Um sich zu vergewissern, trat er vorsichtig näher heran und plötzlich schoss pfeilschnell etwas heraus. Nathaniel konnte sich nur knapp mit einem Sprung zur Seite retten. Er drehte sich um und vor ihm stand eine etwa siebzig Zentimeter große und etwas mehr, als einen Meter lange Raubkatze. Ihr gelbbraunes Fell und vorallem der Helle Bauch sowie das weiße Kinn schimmerten im Mondlicht.
Ein Puma. Nathaniel kannte sie aus fast wüstenartigen Gegenden in Xadrien. Er wusste nicht, dass sie auch in Nadelwäldern so nahe am Gebirge lebten. Hier war Schnee keine Seltenheit und das war ein krasser Unterschied zur Wüste. Andererseits, wenn diese Wälder Drachen versorgen konnten, dann sicher auch die kräftigen und robusten Raubkatzen.

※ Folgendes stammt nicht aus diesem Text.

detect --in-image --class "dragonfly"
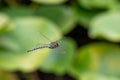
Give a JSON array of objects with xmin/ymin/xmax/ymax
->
[{"xmin": 27, "ymin": 32, "xmax": 59, "ymax": 52}]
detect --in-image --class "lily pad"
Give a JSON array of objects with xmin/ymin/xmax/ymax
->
[
  {"xmin": 72, "ymin": 43, "xmax": 120, "ymax": 80},
  {"xmin": 35, "ymin": 5, "xmax": 76, "ymax": 34},
  {"xmin": 89, "ymin": 12, "xmax": 120, "ymax": 42}
]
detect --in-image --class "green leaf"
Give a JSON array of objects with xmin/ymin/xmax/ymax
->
[
  {"xmin": 0, "ymin": 71, "xmax": 19, "ymax": 80},
  {"xmin": 71, "ymin": 43, "xmax": 120, "ymax": 80},
  {"xmin": 32, "ymin": 0, "xmax": 67, "ymax": 4},
  {"xmin": 0, "ymin": 17, "xmax": 62, "ymax": 72},
  {"xmin": 72, "ymin": 3, "xmax": 103, "ymax": 28},
  {"xmin": 78, "ymin": 0, "xmax": 117, "ymax": 9},
  {"xmin": 35, "ymin": 5, "xmax": 76, "ymax": 34},
  {"xmin": 40, "ymin": 39, "xmax": 76, "ymax": 75},
  {"xmin": 0, "ymin": 13, "xmax": 13, "ymax": 34},
  {"xmin": 1, "ymin": 6, "xmax": 34, "ymax": 19},
  {"xmin": 89, "ymin": 12, "xmax": 120, "ymax": 42}
]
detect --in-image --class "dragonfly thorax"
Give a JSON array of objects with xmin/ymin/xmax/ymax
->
[{"xmin": 48, "ymin": 42, "xmax": 59, "ymax": 49}]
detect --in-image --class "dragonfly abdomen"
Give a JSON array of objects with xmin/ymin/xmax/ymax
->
[{"xmin": 27, "ymin": 46, "xmax": 48, "ymax": 52}]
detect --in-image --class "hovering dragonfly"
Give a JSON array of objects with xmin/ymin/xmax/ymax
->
[{"xmin": 27, "ymin": 32, "xmax": 59, "ymax": 52}]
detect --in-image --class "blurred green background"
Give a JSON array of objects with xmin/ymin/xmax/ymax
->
[{"xmin": 0, "ymin": 0, "xmax": 120, "ymax": 80}]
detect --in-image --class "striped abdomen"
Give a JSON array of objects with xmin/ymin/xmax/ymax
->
[{"xmin": 27, "ymin": 46, "xmax": 48, "ymax": 52}]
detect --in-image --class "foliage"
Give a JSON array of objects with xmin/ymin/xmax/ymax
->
[{"xmin": 0, "ymin": 0, "xmax": 120, "ymax": 80}]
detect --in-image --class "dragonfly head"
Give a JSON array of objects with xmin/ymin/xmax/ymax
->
[{"xmin": 48, "ymin": 42, "xmax": 59, "ymax": 49}]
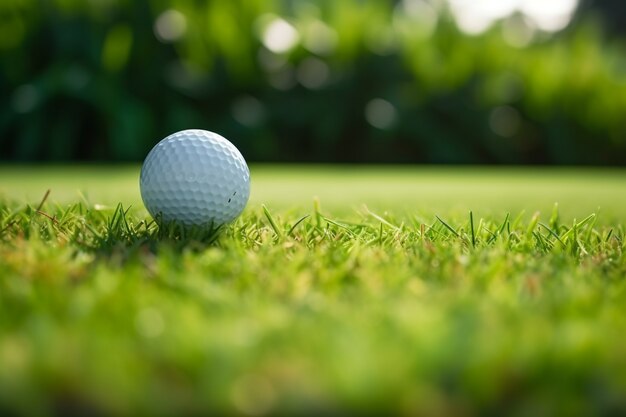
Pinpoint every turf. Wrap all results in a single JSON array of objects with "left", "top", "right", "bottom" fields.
[{"left": 0, "top": 167, "right": 626, "bottom": 415}]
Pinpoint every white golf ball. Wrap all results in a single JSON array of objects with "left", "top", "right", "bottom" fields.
[{"left": 139, "top": 129, "right": 250, "bottom": 226}]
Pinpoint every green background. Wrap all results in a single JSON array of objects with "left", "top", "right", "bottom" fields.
[{"left": 0, "top": 0, "right": 626, "bottom": 165}]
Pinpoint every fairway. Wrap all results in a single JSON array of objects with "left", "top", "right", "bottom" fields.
[
  {"left": 0, "top": 165, "right": 626, "bottom": 220},
  {"left": 0, "top": 165, "right": 626, "bottom": 416}
]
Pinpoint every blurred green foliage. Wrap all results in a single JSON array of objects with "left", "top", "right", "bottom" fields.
[{"left": 0, "top": 0, "right": 626, "bottom": 165}]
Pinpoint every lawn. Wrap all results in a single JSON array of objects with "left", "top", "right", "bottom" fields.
[{"left": 0, "top": 166, "right": 626, "bottom": 416}]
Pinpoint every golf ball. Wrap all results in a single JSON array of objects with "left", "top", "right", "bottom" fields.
[{"left": 139, "top": 129, "right": 250, "bottom": 226}]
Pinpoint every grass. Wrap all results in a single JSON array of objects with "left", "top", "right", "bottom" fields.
[{"left": 0, "top": 167, "right": 626, "bottom": 415}]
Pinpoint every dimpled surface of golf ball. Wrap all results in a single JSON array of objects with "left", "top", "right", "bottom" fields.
[{"left": 139, "top": 129, "right": 250, "bottom": 226}]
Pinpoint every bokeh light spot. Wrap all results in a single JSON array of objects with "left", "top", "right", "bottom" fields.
[
  {"left": 231, "top": 375, "right": 276, "bottom": 416},
  {"left": 154, "top": 9, "right": 187, "bottom": 43},
  {"left": 261, "top": 17, "right": 300, "bottom": 54},
  {"left": 135, "top": 307, "right": 165, "bottom": 338}
]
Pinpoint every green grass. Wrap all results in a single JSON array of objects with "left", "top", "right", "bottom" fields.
[{"left": 0, "top": 167, "right": 626, "bottom": 415}]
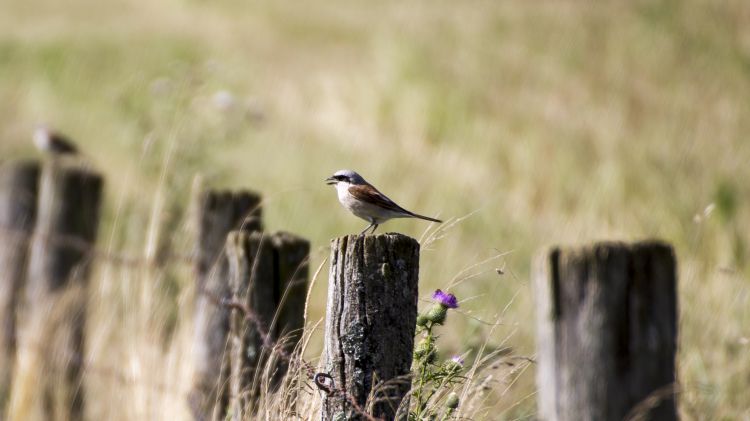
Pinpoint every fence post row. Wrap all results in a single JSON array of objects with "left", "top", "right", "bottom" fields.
[
  {"left": 534, "top": 242, "right": 677, "bottom": 421},
  {"left": 0, "top": 161, "right": 40, "bottom": 410},
  {"left": 322, "top": 234, "right": 419, "bottom": 420},
  {"left": 226, "top": 231, "right": 310, "bottom": 420},
  {"left": 189, "top": 191, "right": 262, "bottom": 420},
  {"left": 16, "top": 161, "right": 104, "bottom": 420}
]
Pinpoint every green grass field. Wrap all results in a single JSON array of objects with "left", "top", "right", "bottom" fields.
[{"left": 0, "top": 0, "right": 750, "bottom": 420}]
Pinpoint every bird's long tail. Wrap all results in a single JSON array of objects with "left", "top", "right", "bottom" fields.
[{"left": 409, "top": 212, "right": 443, "bottom": 224}]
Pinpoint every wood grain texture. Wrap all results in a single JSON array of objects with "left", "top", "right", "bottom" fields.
[
  {"left": 188, "top": 191, "right": 262, "bottom": 420},
  {"left": 322, "top": 233, "right": 419, "bottom": 420},
  {"left": 0, "top": 161, "right": 40, "bottom": 414},
  {"left": 227, "top": 231, "right": 276, "bottom": 421},
  {"left": 18, "top": 161, "right": 104, "bottom": 420},
  {"left": 534, "top": 241, "right": 677, "bottom": 421}
]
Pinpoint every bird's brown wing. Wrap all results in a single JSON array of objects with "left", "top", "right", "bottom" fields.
[
  {"left": 50, "top": 133, "right": 78, "bottom": 154},
  {"left": 349, "top": 184, "right": 412, "bottom": 215}
]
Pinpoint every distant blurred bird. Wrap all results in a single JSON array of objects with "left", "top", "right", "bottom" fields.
[
  {"left": 325, "top": 170, "right": 443, "bottom": 235},
  {"left": 34, "top": 125, "right": 78, "bottom": 155}
]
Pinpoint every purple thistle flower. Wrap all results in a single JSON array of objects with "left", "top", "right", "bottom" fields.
[{"left": 432, "top": 289, "right": 458, "bottom": 308}]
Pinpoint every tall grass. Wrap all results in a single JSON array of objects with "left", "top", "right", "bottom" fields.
[{"left": 0, "top": 0, "right": 750, "bottom": 420}]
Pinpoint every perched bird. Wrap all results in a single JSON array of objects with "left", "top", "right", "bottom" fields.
[
  {"left": 325, "top": 170, "right": 443, "bottom": 235},
  {"left": 34, "top": 126, "right": 78, "bottom": 155}
]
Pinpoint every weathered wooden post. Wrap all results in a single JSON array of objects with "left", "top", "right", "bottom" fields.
[
  {"left": 18, "top": 161, "right": 103, "bottom": 420},
  {"left": 227, "top": 231, "right": 276, "bottom": 421},
  {"left": 0, "top": 161, "right": 39, "bottom": 410},
  {"left": 270, "top": 232, "right": 310, "bottom": 362},
  {"left": 534, "top": 241, "right": 677, "bottom": 421},
  {"left": 189, "top": 191, "right": 261, "bottom": 420},
  {"left": 226, "top": 231, "right": 310, "bottom": 420},
  {"left": 322, "top": 233, "right": 419, "bottom": 420}
]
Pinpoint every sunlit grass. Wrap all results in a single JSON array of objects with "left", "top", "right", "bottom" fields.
[{"left": 0, "top": 0, "right": 750, "bottom": 419}]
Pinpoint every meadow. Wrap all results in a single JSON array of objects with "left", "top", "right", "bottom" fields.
[{"left": 0, "top": 0, "right": 750, "bottom": 420}]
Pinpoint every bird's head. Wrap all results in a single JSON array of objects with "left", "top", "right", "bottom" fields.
[
  {"left": 32, "top": 124, "right": 51, "bottom": 150},
  {"left": 325, "top": 170, "right": 367, "bottom": 185}
]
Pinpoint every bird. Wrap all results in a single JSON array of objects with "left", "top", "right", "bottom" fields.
[
  {"left": 325, "top": 170, "right": 443, "bottom": 235},
  {"left": 33, "top": 125, "right": 78, "bottom": 156}
]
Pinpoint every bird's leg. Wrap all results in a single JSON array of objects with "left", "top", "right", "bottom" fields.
[{"left": 359, "top": 220, "right": 377, "bottom": 235}]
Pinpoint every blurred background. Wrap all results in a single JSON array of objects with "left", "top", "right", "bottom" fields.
[{"left": 0, "top": 0, "right": 750, "bottom": 420}]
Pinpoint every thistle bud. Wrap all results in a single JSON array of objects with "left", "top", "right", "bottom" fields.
[{"left": 425, "top": 304, "right": 448, "bottom": 325}]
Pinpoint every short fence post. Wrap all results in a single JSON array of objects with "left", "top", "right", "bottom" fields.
[
  {"left": 0, "top": 161, "right": 39, "bottom": 410},
  {"left": 227, "top": 231, "right": 276, "bottom": 421},
  {"left": 270, "top": 232, "right": 310, "bottom": 370},
  {"left": 534, "top": 242, "right": 677, "bottom": 421},
  {"left": 322, "top": 234, "right": 419, "bottom": 420},
  {"left": 189, "top": 191, "right": 261, "bottom": 420},
  {"left": 17, "top": 161, "right": 104, "bottom": 420}
]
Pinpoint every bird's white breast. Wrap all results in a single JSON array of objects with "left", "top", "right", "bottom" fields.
[{"left": 336, "top": 181, "right": 398, "bottom": 223}]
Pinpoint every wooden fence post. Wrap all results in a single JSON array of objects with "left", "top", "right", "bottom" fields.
[
  {"left": 534, "top": 242, "right": 677, "bottom": 421},
  {"left": 0, "top": 161, "right": 39, "bottom": 410},
  {"left": 270, "top": 232, "right": 310, "bottom": 364},
  {"left": 227, "top": 231, "right": 276, "bottom": 421},
  {"left": 226, "top": 231, "right": 310, "bottom": 420},
  {"left": 17, "top": 161, "right": 104, "bottom": 420},
  {"left": 189, "top": 191, "right": 261, "bottom": 420},
  {"left": 322, "top": 233, "right": 419, "bottom": 420}
]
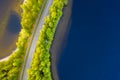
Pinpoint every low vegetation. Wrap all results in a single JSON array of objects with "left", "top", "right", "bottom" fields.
[
  {"left": 27, "top": 0, "right": 67, "bottom": 80},
  {"left": 0, "top": 0, "right": 44, "bottom": 80}
]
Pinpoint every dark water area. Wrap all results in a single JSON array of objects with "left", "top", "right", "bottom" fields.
[
  {"left": 58, "top": 0, "right": 120, "bottom": 80},
  {"left": 7, "top": 12, "right": 21, "bottom": 34},
  {"left": 0, "top": 12, "right": 21, "bottom": 59},
  {"left": 0, "top": 0, "right": 23, "bottom": 59}
]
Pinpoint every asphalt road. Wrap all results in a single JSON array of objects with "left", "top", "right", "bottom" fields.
[{"left": 20, "top": 0, "right": 53, "bottom": 80}]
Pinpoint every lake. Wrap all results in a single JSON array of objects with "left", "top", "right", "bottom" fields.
[
  {"left": 0, "top": 0, "right": 23, "bottom": 59},
  {"left": 57, "top": 0, "right": 120, "bottom": 80}
]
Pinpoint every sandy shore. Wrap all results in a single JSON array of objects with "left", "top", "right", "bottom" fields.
[{"left": 50, "top": 0, "right": 72, "bottom": 80}]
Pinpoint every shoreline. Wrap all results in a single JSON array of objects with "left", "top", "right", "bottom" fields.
[{"left": 50, "top": 0, "right": 73, "bottom": 80}]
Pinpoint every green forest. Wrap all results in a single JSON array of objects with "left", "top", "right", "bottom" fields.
[{"left": 0, "top": 0, "right": 67, "bottom": 80}]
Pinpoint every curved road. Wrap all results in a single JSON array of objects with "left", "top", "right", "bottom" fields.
[{"left": 20, "top": 0, "right": 53, "bottom": 80}]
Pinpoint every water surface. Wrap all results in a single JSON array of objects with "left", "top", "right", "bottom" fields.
[{"left": 58, "top": 0, "right": 120, "bottom": 80}]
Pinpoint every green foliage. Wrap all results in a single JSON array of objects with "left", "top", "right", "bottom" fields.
[
  {"left": 27, "top": 0, "right": 65, "bottom": 80},
  {"left": 0, "top": 0, "right": 44, "bottom": 80}
]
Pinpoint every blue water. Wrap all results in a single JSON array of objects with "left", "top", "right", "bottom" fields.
[{"left": 58, "top": 0, "right": 120, "bottom": 80}]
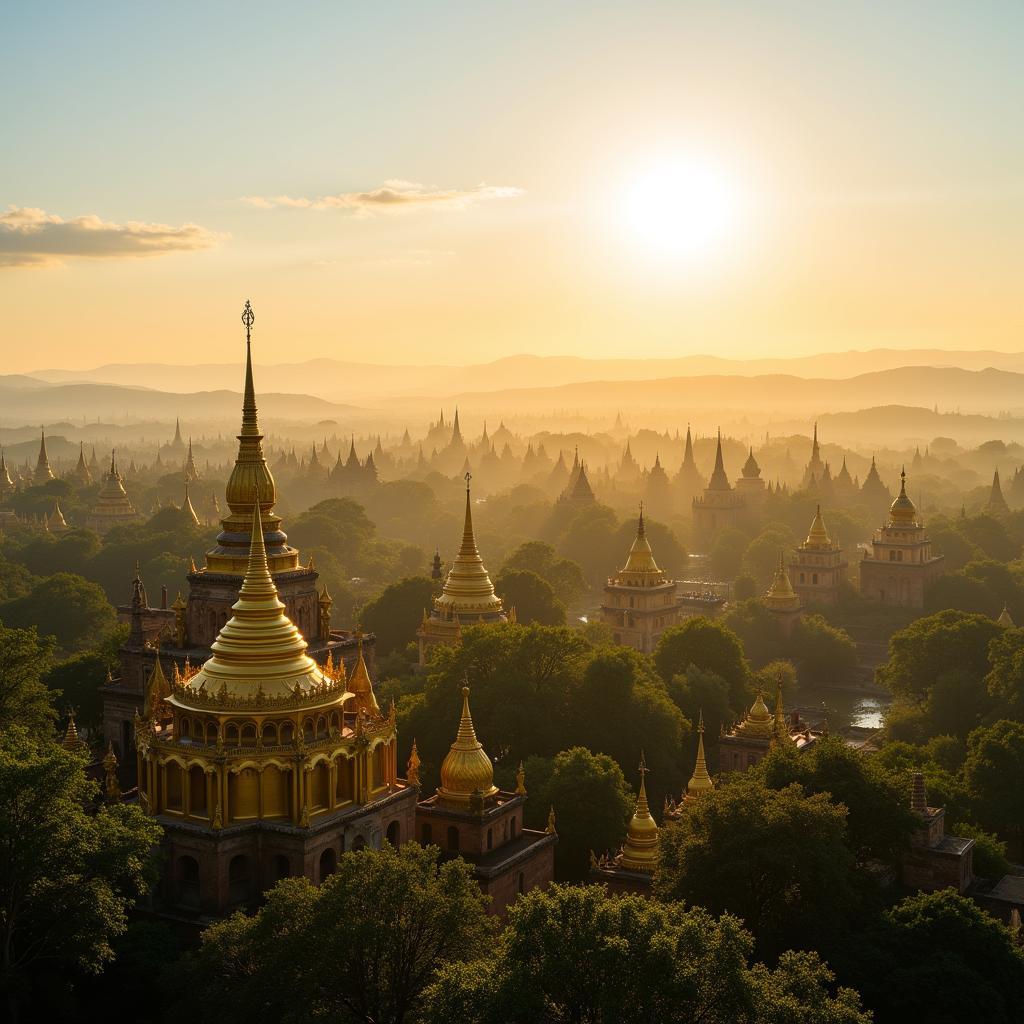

Der Puma ging in Angriffsposition und Nathaniel hatte keine Lust seine Zähne im Genick zu spüren. Dummerweise hatte er die Armbrust fallen lassen, also blieb ihm nur, nach dem Schwert zu greifen und zu hoffen das er das Raubtier damit erlegen konnte. Der Puma schien Respekt vor der Waffe zu haben, ließ sich aber nicht aufhalten und stürzte sich auf ihn.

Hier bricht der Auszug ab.